While our study demonstrates that BBR mitigates SA-AKI in aged rats through the preservation of mitochondrial integrity and inhibition of inflammatory pathways, there are several limitations that should be acknowledged. First, although pathogen-associated molecular patterns (PAMPs) and damage-associated molecular patterns (DAMPs) are key triggers in sepsis-induced inflammation, we did not directly measure these factors in the current study. Future research should aim to evaluate the role of PAMPs and DAMPs in BBR’s protective effects against SA-AKI to better elucidate the underlying mechanisms. Additionally, potential sex differences were not addressed, as only male rats were included in this study. Evidence suggests that there may be significant sex differences in both the pathophysiology of sepsis and kidney injury, as well as in the response to treatments like BBR [
38,
39]. For example, female animals often show different immune responses and injury patterns in sepsis models, which may be influenced by hormonal and genetic factors. The exclusion of female rats limits the generalizability of our findings. Future studies should incorporate both male and female subjects to explore potential sex-specific effects of BBR, particularly in the context of SA-AKI. While we focused on aged rats in this study due to the increased risk of AKI in elderly populations, comparisons between young and aged animals could provide additional insights into age-related differences in the renoprotective effects of BBR. Lastly, although we observed a protective effect at both 25 mg/kg and 50 mg/kg doses of BBR, we did not find a clear dose–response relationship. One possible explanation is that the higher dose of BBR (50 mg/kg) may have reached a plateau in its efficacy, suggesting that 25 mg/kg was sufficient to achieve the maximal therapeutic effect in this model. Another consideration could be the pharmacokinetics of BBR, as it has relatively low bioavailability due to extensive first-pass metabolism, which could limit the additional benefits of increasing the dose beyond 25 mg/kg. Additionally, BBR’s effects on mitochondrial protection and inflammation might exhibit a threshold response rather than a linear dose–response relationship, where the biological systems reach saturation at a certain concentration.
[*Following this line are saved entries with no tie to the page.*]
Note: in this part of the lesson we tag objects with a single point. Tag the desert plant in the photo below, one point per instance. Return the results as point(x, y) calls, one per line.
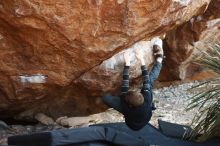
point(207, 120)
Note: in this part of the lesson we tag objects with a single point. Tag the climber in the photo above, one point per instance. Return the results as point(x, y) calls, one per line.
point(137, 106)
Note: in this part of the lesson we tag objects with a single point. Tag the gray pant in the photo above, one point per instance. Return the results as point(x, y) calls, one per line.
point(94, 134)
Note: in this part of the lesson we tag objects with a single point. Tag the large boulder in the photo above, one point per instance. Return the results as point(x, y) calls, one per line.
point(183, 43)
point(47, 47)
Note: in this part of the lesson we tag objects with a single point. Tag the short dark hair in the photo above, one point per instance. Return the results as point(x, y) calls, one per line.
point(134, 98)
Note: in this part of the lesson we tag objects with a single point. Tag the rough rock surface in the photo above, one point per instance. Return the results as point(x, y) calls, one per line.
point(45, 46)
point(170, 101)
point(200, 32)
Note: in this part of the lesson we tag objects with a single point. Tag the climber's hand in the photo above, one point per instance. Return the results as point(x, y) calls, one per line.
point(158, 49)
point(127, 58)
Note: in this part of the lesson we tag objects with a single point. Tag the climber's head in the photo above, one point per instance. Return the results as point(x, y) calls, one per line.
point(134, 98)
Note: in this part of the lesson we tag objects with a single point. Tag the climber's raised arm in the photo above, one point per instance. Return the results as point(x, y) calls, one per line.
point(158, 54)
point(139, 55)
point(125, 81)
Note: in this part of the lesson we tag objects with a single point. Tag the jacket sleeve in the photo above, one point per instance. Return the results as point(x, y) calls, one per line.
point(146, 81)
point(125, 81)
point(155, 71)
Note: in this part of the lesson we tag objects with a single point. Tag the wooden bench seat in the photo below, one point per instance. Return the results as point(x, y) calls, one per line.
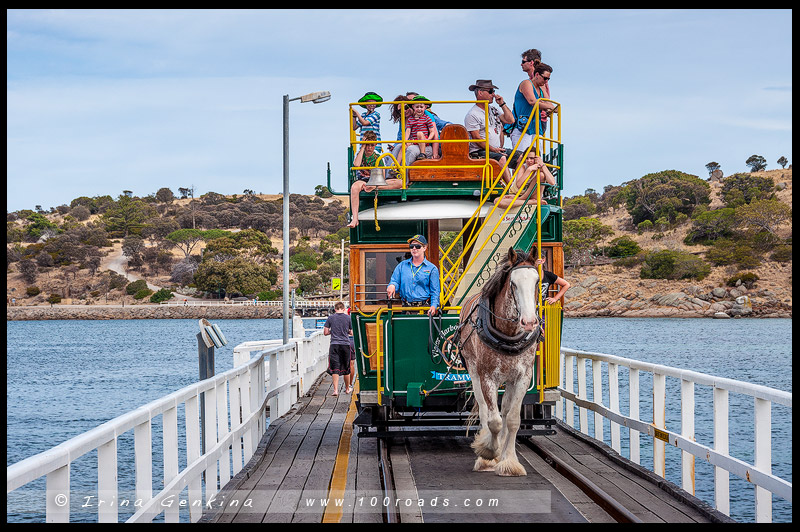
point(453, 154)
To address this limitation in future studies, it would be valuable to explore a wider range of doses, including both lower and higher concentrations, to better characterize the dose–response relationship. Additionally, pharmacokinetic studies should be integrated to assess the absorption, distribution, and elimination of BBR at different doses. Investigating potential biomarkers of BBR activity may also help determine whether the therapeutic window is dose-limited. However, the overall results obtained in our study suggest that BBR’s antioxidative properties are pivotal in reducing oxidative injury and maintaining mitochondrial integrity, which in turn helps prevent renal apoptosis and control inflammatory responses in SA-AKI.